DISTRICT MAYOR Vincent C. Gray (D) plans to lead a contingent from the D.C. Council to New Hampshire this month to lobby for statehood for the District. The much-ballyhooed trip is part of what city officials say will be a nationwide campaign to get states to support expanded rights for the District. But a far more promising use of their time lies closer to home, with the influential head of the House committee on District affairs. Rep. Darrell Issa (R-Calif.) is saying that he is serious about securing budget autonomy for the city.

“The District should be afforded the same control over its money as any other city in America,” said Mr. Issa, expressing confidence that it’s only a matter of time — if not this session, then next — before the measure wins approval. Even though local tax dollars fund the majority of the District’s budget, the Home Rule Act requires Congress to approve the city’s annual spending plan. Not only does this deprive the city of important rights, Mr. Issa noted in a meeting with the Post editorial board, but it delays the budget, puts the city at a disadvantage on Wall Street and entangles the city’s finances with unconnected fights over the federal budget, sometimes accompanied by threats of a government shutdown.

Mr. Issa, chairman of the House Oversight and Government Reform Committee, drafted a budget autonomy bill last year but didn’t introduce it at the request of city officials, who objected to a provision to prevent spending local funds to help low-income women pay for abortions. Mr. Issa had said that the provision was a strategic necessity to win support for the proposal; members of his caucus with doubts about budget autonomy might be persuaded by the restrictions on abortion. The fact that Mr. Issa understood — and honored — the city’s objection is a sign of his willingness to work with the District. Mr. Issa also is a supporter of voting rights for the District, although he does not endorse statehood.
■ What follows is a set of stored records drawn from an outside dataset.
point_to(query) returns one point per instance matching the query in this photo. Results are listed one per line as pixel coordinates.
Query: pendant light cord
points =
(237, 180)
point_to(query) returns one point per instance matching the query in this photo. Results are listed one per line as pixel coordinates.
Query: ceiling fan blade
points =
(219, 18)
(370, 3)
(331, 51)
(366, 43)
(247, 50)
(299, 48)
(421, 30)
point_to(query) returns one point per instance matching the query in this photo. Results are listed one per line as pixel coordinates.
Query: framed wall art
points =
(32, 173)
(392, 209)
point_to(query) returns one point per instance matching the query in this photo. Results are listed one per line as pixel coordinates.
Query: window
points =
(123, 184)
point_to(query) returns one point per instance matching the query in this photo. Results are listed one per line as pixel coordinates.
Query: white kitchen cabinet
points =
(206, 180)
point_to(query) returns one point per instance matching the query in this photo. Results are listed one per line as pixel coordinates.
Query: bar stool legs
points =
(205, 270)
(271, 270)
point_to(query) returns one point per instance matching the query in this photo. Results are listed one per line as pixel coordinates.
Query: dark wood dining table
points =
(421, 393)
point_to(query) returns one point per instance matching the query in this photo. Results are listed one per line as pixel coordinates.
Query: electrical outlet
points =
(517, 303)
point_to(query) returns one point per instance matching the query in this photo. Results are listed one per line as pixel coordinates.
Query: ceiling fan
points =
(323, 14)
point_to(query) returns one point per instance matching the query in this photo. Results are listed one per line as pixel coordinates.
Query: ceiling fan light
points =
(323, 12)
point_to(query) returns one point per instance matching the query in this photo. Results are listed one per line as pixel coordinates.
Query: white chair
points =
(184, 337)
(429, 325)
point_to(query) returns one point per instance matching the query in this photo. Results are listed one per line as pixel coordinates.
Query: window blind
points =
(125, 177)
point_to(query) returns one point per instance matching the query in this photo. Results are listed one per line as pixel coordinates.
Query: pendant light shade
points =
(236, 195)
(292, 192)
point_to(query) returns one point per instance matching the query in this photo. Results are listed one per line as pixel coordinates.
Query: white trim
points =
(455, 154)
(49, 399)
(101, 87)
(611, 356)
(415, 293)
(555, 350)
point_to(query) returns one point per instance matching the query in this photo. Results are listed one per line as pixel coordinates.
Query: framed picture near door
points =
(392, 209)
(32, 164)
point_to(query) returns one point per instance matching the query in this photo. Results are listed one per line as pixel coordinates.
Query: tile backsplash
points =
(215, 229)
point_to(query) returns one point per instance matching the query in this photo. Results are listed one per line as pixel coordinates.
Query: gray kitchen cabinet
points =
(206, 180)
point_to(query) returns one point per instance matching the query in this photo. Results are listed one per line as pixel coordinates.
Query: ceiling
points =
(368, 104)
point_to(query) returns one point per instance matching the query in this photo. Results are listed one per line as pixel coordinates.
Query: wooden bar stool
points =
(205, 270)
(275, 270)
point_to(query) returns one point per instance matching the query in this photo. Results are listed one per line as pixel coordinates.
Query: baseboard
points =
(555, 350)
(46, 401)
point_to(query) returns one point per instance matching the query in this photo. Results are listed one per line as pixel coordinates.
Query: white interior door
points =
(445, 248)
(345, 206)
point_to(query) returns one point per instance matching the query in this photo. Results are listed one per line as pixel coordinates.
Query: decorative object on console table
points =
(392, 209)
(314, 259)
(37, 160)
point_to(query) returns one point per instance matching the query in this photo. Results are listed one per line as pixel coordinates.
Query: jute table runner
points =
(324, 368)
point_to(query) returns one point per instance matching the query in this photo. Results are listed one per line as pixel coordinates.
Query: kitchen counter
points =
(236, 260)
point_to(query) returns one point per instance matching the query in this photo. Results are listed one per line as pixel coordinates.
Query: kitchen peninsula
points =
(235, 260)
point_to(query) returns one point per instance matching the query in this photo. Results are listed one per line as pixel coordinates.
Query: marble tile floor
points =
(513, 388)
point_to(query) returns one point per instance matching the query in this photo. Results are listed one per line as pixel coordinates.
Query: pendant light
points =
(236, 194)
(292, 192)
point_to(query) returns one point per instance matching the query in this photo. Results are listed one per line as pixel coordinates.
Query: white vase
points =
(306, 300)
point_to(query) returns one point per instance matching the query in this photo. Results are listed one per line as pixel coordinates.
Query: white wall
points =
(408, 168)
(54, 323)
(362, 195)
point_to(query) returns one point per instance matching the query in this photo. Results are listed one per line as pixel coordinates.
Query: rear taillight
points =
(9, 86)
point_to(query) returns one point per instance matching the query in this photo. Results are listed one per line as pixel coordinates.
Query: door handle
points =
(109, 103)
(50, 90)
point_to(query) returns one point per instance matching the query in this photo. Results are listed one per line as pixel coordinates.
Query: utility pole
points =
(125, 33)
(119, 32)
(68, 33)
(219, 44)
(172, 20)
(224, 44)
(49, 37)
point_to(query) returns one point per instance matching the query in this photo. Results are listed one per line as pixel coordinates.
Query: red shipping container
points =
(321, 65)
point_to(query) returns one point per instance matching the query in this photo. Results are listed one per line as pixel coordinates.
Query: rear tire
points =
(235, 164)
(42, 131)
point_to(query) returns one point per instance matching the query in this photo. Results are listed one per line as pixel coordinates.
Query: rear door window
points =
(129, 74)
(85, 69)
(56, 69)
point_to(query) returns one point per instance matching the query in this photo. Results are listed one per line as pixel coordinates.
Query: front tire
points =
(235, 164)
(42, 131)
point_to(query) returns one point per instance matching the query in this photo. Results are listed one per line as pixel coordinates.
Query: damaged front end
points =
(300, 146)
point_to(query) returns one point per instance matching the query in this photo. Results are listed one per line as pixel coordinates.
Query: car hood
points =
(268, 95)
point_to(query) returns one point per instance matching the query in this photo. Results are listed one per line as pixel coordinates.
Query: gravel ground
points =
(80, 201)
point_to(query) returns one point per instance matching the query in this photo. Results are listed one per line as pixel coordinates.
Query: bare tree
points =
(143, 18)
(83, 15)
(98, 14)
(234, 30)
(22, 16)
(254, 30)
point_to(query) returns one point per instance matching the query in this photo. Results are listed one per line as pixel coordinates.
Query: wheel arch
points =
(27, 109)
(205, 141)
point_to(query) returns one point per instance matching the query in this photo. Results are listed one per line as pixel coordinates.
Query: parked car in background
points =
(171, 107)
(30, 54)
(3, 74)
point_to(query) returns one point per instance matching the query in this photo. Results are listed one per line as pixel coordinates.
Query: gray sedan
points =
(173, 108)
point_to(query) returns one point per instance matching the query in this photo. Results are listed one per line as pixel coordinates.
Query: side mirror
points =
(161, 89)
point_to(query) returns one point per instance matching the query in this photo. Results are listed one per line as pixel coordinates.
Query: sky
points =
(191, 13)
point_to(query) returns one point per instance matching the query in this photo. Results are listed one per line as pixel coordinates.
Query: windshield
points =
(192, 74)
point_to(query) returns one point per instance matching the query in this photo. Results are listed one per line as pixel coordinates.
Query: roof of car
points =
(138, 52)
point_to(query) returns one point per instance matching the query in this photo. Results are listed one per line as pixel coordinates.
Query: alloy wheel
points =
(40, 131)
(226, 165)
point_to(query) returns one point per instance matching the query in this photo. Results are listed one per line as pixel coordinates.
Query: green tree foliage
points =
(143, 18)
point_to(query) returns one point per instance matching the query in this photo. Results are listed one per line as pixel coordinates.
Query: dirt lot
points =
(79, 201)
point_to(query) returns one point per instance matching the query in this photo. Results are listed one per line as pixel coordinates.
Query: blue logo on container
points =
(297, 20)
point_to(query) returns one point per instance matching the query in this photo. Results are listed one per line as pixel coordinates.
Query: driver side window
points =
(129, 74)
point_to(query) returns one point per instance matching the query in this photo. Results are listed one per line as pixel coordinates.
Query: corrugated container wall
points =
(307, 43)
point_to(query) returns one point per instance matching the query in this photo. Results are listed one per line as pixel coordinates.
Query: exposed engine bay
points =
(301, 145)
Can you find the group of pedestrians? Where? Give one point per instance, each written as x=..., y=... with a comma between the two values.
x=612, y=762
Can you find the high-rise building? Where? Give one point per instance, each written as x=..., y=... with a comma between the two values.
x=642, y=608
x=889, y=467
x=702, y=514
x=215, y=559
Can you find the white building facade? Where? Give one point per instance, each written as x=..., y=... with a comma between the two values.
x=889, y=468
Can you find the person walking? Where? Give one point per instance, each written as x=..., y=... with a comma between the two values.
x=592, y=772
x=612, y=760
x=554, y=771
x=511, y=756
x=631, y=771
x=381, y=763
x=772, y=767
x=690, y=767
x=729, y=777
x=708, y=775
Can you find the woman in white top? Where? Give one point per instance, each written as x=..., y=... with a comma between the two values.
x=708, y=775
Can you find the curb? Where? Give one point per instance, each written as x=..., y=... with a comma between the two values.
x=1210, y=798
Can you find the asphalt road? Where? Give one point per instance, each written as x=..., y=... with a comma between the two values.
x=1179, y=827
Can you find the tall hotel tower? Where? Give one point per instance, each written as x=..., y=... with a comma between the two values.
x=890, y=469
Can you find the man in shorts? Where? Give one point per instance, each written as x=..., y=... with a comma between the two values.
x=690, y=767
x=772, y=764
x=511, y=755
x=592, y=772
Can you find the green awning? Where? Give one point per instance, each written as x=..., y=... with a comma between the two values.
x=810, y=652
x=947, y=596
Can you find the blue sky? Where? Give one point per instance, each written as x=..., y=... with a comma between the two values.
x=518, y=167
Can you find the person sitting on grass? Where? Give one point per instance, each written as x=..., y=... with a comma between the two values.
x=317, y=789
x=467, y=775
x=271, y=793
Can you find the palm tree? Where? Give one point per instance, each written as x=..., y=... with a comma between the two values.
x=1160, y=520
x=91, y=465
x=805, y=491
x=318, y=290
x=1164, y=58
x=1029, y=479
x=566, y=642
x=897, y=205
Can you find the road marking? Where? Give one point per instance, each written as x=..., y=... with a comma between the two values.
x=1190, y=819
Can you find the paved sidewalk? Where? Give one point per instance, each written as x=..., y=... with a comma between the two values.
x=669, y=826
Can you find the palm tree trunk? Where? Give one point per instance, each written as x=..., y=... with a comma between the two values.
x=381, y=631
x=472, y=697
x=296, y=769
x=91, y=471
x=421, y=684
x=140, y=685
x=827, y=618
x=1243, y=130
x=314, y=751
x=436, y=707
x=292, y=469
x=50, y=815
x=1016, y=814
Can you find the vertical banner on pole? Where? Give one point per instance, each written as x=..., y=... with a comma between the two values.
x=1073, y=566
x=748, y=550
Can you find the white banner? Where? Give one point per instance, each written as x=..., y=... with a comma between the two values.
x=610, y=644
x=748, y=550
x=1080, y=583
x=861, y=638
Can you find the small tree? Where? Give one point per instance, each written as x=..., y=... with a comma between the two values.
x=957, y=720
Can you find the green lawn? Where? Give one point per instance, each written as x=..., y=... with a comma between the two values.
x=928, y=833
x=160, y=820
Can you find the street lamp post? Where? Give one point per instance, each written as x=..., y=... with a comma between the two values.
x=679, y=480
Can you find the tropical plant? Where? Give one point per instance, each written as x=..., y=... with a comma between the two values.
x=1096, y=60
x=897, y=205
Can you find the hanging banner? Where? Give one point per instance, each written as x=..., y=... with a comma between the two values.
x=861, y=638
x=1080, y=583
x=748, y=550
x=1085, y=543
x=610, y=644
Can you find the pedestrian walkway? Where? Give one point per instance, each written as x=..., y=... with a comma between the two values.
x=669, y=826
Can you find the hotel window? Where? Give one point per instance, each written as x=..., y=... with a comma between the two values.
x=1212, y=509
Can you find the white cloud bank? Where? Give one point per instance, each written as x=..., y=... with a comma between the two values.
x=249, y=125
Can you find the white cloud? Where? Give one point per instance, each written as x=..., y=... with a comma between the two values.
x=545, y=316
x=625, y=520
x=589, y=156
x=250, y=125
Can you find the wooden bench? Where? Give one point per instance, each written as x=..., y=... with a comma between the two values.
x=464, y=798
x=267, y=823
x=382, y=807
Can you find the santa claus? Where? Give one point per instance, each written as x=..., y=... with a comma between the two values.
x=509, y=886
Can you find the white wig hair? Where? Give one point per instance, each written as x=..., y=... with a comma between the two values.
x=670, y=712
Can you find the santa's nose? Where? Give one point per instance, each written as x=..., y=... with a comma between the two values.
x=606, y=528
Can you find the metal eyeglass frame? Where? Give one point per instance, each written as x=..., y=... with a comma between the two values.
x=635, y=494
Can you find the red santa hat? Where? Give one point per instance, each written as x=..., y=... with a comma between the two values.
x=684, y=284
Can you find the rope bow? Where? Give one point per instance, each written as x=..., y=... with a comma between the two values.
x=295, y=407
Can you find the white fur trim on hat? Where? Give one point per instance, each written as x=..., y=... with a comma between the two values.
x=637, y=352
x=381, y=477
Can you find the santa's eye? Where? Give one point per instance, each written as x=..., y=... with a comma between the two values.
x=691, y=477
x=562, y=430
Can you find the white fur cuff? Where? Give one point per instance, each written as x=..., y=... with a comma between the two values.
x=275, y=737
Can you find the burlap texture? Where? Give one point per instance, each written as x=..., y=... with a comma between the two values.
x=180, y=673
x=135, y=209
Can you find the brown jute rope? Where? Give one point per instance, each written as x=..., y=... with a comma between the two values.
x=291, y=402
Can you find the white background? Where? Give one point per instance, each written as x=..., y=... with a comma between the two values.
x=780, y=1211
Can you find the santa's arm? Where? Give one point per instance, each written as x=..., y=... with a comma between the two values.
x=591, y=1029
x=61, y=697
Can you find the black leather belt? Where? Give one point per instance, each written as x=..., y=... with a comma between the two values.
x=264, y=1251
D.C. Del. Eleanor Holmes Norton (D) sees budget autonomy as the most important step forward since home rule and, she says, “far more likely than anything else on the table.” Efforts by Mr. Gray to reach out to ranking Republicans are commendable; he recently hosted Mr. Issa and other Republicans at the mayor’s box at Verizon Center to watch the Washington Capitals. But instead of spending time and the city’s money (an estimated $4,000 for the mayor, seven council members and three staff members) on a dubious road trip that is unlikely to produce real results, D.C. officials should focus their energies on getting Congress to make budget autonomy both a priority and a reality this session.